Scottish Nationalists wrongly claim that there is an easy solution to the West Lothian Question – independence for Scotland. They fail to remember that we still have devolution in Northern Ireland, Wales and the London Assembly.  Independence for we Scots doesn’t make the issue go away for others.

We still refer to it as the West Lothian Question but it is as much the West Bromwich question or the West Kensington question. Why should Simon Hughes get to vote on issues relating to policing and transport in West Bromwich when his counterparts representing that area don’t get a say over the Met or London’s transport issues?

I posed this question 10 years ago to former Scottish Secretary and Kensington MP, Malcolm Rifkind. Rifkind had taken against devolution having been a keen supporter in his early career. I challenged him that the Tories, the main opponents of devolution, had never complained about the existence of Stormont before 1974 when it sent a majority of Unionists to bolster the Westminster Majorities. Why complain now when the boot was on the other foot? That consummate performer couldn’t give a convincing answer.

Our constitution is littered with anomalies. We have an asymmetric quasi federalism in the UK and there are not easy routes towards correcting the constitutional anomalies relating to that.  The UK is made up of three and bit Nations who are not equal in terms of size or whose elected bodies are not equal in terms of powers. Scotland has a law making parliament and Northern Ireland and Wales have assemblies with varying degrees of powers; and then we have London with a directly elected Mayor and Assembly. The question of the appropriate route for devolution in England is thus fundamental.

Devolution was demanded by the non English nations of the UK in response to the feeling that Government was too remote and that Whitehall and Westminster no longer understood what our needs were. Would setting up an equally remote additional Chamber representing the whole of England really bring government closer to the people? Is the best form of devolution an English Parliament or would it be Regional Assemblies able to drive economic development of their areas forward more effectively?

Devolution was also demanded because as Nations, there was a deep desire to reflect that sense of national identity within the political system. Scotland always has had separate legal, educational and religious institutions.  Regional identities can be strong in England but are they defined as well as elsewhere?

Home Rule was also demanded because we felt, rightly or wrongly, that our Government in the 80’s actively hated us.
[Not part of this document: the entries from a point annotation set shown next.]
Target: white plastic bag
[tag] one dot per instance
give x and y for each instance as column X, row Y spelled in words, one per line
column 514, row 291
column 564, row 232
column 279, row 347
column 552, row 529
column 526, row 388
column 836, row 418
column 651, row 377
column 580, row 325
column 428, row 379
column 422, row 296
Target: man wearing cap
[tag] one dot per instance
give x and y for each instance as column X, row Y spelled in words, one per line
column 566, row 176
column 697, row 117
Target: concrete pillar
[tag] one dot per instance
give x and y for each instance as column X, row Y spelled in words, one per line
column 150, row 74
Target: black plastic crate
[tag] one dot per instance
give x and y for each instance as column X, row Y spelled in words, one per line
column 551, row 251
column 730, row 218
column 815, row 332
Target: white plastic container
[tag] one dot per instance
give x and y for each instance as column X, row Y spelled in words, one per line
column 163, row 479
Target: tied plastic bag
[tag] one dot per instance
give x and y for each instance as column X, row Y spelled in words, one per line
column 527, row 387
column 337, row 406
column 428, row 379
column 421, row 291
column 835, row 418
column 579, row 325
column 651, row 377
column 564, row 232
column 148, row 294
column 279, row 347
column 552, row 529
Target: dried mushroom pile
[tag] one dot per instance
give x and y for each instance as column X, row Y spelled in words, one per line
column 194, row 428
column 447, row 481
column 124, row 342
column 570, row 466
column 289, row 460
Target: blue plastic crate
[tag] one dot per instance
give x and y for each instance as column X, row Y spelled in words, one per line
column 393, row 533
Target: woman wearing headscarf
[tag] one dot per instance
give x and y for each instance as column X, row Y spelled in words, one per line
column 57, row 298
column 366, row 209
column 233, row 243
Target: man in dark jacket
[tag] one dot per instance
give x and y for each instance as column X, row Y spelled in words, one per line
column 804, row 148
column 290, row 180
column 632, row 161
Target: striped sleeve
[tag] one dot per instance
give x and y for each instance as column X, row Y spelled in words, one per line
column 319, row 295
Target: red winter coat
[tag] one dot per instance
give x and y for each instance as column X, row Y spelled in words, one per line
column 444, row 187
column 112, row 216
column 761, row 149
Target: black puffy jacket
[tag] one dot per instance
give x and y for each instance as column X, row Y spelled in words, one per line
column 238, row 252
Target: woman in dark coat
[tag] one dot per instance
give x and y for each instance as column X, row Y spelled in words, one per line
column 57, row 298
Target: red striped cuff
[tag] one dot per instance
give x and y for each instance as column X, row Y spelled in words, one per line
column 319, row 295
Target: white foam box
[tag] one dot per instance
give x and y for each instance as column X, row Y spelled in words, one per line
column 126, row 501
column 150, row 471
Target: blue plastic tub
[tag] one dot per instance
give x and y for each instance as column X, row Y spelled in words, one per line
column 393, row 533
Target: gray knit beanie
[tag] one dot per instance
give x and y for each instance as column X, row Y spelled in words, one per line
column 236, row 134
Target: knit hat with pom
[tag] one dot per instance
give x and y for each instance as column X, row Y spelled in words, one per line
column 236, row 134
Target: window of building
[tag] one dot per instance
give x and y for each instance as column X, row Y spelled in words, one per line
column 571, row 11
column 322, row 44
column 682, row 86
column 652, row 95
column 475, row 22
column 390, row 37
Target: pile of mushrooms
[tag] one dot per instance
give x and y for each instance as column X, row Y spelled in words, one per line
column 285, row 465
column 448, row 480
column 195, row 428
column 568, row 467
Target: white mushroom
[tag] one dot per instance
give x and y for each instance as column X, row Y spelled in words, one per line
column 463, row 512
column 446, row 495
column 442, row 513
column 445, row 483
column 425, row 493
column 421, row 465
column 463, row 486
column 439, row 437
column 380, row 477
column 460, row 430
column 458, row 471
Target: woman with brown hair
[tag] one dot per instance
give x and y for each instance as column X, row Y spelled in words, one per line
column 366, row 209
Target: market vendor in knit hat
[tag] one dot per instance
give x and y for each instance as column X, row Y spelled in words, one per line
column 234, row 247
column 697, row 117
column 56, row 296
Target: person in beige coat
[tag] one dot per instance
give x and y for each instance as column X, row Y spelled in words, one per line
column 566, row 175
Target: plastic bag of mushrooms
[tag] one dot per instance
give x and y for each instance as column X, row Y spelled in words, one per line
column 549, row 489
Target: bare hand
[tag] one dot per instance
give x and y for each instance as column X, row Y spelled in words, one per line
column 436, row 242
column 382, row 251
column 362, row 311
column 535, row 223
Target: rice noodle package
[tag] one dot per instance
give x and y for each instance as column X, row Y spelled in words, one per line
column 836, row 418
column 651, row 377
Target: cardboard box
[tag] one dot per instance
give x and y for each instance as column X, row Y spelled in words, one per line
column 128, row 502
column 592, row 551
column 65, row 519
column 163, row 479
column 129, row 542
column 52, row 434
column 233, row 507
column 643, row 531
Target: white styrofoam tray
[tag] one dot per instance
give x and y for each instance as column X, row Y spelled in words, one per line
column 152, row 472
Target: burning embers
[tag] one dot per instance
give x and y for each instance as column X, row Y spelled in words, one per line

I do not believe that we have that any more but until Westminster starts to give us the feeling that we are not at best taken for granted there I fear nationalists will have the upper hand.

Ultimately the desire for Home Rule in Scotland, Wales and Ireland was a desire that grew from the bottom up and was not imposed upon us by patrician politicians telling us what we needed. England’s grassroots need the time to develop their own desire for answers, and indeed their own answers to this question. What is clear is that we are not going to have a mathematically pure and equal solution to this issue.